Munster also noted that the company’s Cybercab is “on schedule for volume production in 2026,” while its Optimus humanoid robot “is still early.”

The Worst ‘Is In The Rearview Mirror’

Wedbush analyst Dan Ives was upbeat about the company’s third-quarter results, saying that “the worst is in the rearview mirror,” while appearing on CNBC’s “Closing Bell.”

Ives said that Tesla has entered what he called its “most important chapter of growth ever, the autonomous and robotics future.” He called this the company’s “golden chapter.”

He described Tesla as a “physical AI play,” comparing it with NVIDIA Corp. (NASDAQ:NVDA), and said that “Tesla continues to be the most undervalued AI name.” He also said that the company would own 80% of the global autonomous market, while projecting a market capitalization of “$3 trillion by the end of next year.”

Given its current market capitalization of $1.38 trillion, Ives essentially expects the stock to more than double over the next 12 to 15 months.

Stock Unlikely To Break Out During ‘This Quarter’

Fund manager Bryn Talkington, the managing partner at Requisite Capital Management, took a more measured approach to the stock while appearing on CNBC’s “Closing Bell” alongside Ives.

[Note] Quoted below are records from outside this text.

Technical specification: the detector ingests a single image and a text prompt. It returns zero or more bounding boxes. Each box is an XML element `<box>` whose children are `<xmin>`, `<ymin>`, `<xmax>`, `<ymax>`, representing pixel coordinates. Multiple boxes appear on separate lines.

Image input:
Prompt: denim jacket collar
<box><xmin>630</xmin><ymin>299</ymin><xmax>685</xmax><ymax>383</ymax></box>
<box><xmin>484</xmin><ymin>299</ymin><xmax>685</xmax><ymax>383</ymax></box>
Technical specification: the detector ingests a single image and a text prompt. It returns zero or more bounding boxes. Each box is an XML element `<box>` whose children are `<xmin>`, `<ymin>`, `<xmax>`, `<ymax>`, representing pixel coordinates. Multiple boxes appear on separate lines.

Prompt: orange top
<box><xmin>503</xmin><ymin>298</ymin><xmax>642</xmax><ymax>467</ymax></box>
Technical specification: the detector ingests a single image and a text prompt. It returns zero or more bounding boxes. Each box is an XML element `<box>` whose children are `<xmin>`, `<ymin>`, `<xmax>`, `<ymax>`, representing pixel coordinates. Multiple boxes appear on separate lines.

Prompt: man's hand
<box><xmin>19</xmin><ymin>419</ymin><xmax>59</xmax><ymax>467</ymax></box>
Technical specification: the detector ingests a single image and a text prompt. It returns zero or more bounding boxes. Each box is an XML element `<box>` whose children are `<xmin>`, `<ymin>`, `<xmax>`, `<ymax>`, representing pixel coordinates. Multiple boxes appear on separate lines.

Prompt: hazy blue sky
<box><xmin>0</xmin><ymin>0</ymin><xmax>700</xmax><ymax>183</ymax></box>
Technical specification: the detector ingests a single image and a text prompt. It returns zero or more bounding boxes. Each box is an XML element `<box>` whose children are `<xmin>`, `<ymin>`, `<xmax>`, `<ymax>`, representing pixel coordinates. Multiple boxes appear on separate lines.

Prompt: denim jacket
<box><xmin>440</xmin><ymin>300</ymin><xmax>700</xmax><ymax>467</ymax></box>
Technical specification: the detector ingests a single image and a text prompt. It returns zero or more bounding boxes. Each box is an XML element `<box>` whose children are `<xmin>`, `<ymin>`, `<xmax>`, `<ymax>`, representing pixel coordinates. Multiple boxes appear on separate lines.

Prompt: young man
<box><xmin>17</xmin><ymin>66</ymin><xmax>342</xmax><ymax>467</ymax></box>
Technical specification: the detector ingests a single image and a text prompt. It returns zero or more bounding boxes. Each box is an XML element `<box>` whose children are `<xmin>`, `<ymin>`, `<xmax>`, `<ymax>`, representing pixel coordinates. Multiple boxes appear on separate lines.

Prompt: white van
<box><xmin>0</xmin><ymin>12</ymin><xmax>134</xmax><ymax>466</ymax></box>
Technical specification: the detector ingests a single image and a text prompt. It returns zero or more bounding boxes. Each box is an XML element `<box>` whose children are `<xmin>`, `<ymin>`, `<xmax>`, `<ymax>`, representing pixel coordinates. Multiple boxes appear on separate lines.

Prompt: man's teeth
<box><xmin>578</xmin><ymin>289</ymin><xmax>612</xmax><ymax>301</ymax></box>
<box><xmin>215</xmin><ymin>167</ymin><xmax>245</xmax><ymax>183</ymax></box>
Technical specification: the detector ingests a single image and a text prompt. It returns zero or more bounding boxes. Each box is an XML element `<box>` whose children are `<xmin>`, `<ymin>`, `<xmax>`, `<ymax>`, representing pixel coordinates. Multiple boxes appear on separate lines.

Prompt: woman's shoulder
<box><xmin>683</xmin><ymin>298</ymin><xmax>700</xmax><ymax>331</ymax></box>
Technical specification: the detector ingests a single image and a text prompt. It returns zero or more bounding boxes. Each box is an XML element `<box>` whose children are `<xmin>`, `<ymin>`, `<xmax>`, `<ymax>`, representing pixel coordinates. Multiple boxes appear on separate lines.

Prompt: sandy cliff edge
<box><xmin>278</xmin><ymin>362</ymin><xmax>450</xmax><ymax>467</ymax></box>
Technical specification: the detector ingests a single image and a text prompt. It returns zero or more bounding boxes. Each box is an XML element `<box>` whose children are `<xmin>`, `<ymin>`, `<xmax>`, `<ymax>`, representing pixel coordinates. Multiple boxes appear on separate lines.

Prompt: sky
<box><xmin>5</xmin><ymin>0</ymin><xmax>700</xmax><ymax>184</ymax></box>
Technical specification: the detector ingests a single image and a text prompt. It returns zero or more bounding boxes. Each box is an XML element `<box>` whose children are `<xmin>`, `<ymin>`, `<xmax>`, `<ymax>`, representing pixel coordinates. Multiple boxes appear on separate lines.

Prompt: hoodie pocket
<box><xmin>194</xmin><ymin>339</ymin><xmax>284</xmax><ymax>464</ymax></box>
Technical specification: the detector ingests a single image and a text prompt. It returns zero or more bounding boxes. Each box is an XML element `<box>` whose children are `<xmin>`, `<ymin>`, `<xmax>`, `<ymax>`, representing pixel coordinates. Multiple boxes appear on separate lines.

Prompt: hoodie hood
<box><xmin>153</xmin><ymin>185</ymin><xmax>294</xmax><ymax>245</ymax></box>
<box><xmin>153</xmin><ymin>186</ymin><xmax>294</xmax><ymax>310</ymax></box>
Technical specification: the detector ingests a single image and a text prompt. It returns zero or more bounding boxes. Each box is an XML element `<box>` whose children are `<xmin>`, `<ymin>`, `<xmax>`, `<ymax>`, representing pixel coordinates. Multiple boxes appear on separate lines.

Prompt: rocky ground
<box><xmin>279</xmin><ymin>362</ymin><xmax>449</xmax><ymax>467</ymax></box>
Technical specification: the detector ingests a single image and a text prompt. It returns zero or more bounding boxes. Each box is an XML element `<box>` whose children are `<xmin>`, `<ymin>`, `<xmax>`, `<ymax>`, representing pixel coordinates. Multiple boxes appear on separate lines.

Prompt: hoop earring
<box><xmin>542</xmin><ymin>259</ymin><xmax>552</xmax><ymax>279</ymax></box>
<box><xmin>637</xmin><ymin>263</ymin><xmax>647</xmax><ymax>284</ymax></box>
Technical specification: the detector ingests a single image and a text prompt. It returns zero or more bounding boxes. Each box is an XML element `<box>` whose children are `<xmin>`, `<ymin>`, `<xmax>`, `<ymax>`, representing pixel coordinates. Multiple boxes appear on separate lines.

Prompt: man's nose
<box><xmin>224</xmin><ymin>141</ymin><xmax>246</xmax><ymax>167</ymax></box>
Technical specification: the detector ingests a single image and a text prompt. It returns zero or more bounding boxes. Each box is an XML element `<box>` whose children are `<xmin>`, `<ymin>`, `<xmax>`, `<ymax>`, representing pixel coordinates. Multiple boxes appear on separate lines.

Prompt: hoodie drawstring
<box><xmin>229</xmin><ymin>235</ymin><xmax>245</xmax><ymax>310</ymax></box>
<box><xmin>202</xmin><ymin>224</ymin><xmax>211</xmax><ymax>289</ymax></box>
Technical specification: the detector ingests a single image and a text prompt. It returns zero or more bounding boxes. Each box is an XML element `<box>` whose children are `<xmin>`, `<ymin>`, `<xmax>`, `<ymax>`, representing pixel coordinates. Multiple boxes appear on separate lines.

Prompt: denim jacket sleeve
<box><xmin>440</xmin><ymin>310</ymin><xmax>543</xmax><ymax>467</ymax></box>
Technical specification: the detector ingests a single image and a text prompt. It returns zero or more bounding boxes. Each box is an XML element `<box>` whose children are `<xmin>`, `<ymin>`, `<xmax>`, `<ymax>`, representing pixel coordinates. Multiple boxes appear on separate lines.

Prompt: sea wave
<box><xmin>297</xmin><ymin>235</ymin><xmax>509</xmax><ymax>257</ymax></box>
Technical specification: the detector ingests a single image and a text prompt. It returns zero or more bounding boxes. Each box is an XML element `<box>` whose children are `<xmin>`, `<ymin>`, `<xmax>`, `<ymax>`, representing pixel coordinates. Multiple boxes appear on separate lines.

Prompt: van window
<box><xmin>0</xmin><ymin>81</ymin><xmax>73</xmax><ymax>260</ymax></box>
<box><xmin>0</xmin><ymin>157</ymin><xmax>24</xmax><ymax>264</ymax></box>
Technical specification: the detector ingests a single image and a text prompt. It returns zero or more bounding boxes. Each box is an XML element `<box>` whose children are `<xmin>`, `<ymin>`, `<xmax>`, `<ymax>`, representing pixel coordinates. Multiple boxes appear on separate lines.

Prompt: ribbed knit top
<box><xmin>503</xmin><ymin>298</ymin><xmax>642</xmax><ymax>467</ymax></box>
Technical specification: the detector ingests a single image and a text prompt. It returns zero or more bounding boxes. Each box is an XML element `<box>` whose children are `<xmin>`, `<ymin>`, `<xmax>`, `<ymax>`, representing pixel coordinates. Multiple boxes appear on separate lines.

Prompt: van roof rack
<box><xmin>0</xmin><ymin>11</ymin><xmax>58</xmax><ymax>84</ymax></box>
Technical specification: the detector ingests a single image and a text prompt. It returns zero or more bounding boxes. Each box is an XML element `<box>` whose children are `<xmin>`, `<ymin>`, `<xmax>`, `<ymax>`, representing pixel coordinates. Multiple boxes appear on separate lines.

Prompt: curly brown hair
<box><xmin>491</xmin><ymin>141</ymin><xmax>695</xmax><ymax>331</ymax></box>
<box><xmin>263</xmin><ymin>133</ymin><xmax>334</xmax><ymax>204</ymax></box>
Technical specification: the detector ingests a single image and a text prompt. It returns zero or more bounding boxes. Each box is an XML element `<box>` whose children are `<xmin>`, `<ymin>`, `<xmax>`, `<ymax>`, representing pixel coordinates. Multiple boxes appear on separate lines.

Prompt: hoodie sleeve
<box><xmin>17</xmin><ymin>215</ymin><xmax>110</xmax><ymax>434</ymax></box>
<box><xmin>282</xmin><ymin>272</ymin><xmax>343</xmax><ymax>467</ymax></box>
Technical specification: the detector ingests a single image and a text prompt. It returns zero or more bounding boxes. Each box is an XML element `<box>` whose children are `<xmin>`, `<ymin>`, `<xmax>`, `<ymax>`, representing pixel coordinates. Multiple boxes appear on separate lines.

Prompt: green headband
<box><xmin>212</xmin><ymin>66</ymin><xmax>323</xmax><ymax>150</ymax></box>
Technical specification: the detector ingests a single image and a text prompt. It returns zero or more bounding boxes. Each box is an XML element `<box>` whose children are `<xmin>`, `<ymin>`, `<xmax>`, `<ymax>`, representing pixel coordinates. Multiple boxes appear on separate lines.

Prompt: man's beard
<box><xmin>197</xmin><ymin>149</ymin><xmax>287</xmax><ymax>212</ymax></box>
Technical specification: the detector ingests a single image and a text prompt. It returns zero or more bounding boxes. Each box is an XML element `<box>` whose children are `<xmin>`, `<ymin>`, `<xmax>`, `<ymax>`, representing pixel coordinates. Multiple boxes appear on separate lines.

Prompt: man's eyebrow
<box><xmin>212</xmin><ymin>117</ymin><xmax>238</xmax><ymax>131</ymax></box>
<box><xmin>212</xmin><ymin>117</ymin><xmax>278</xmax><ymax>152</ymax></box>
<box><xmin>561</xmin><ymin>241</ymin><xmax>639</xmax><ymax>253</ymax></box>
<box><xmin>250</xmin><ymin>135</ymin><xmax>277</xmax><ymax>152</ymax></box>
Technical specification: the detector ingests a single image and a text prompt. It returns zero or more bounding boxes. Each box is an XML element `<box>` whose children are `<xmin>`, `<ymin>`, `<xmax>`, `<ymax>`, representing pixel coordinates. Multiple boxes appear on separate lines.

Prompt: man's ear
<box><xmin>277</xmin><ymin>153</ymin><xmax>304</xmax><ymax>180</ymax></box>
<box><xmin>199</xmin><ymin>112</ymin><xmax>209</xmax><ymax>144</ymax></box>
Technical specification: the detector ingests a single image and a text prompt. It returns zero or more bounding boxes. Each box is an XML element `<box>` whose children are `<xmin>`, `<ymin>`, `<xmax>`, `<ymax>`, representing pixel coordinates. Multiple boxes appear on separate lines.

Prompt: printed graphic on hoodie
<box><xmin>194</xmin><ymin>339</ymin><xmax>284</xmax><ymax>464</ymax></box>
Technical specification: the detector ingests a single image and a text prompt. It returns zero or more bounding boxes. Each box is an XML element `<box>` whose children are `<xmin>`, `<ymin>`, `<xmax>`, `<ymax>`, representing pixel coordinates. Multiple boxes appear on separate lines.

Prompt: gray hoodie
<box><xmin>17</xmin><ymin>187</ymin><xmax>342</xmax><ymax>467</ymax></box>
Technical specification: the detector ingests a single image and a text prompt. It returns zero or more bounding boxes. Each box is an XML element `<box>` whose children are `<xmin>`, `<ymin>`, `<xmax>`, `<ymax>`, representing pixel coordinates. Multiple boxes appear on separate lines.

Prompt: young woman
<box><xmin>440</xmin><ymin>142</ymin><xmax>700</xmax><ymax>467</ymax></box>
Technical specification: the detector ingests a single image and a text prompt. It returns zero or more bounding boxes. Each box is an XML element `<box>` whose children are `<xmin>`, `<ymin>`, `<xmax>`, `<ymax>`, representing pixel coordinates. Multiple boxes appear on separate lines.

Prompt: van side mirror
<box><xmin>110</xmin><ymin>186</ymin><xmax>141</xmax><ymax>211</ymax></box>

She said that she would add to her position in the company “around $390,” 11% below where the stock currently trades at $438.97, while adding that she doesn’t “see this quarter being the quarter that it breaks out.”

Talkington, however, praised the company’s advances in autonomous technology, highlighting its safety standards while noting that “using the autopilot, there was one crash every 6.3 million miles,” as opposed to regular cars, which she said experience a crash every 700,000 miles. “So, that’s incredible,” she said.

Tesla Dips After Q3 Results

Tesla released its third-quarter earnings on Wednesday after the markets closed, reporting $28.09 billion in revenue, up 12% year-over-year and ahead of consensus estimates at $26.23 billion.

Earnings during the quarter were $0.50 per share, which, however, missed the Street’s estimate of $0.54 per share, marking its fourth consecutive miss.

Tesla shares were down 0.82% on Wednesday, closing at $438.97, and are down 3.05% overnight following its earnings announcement.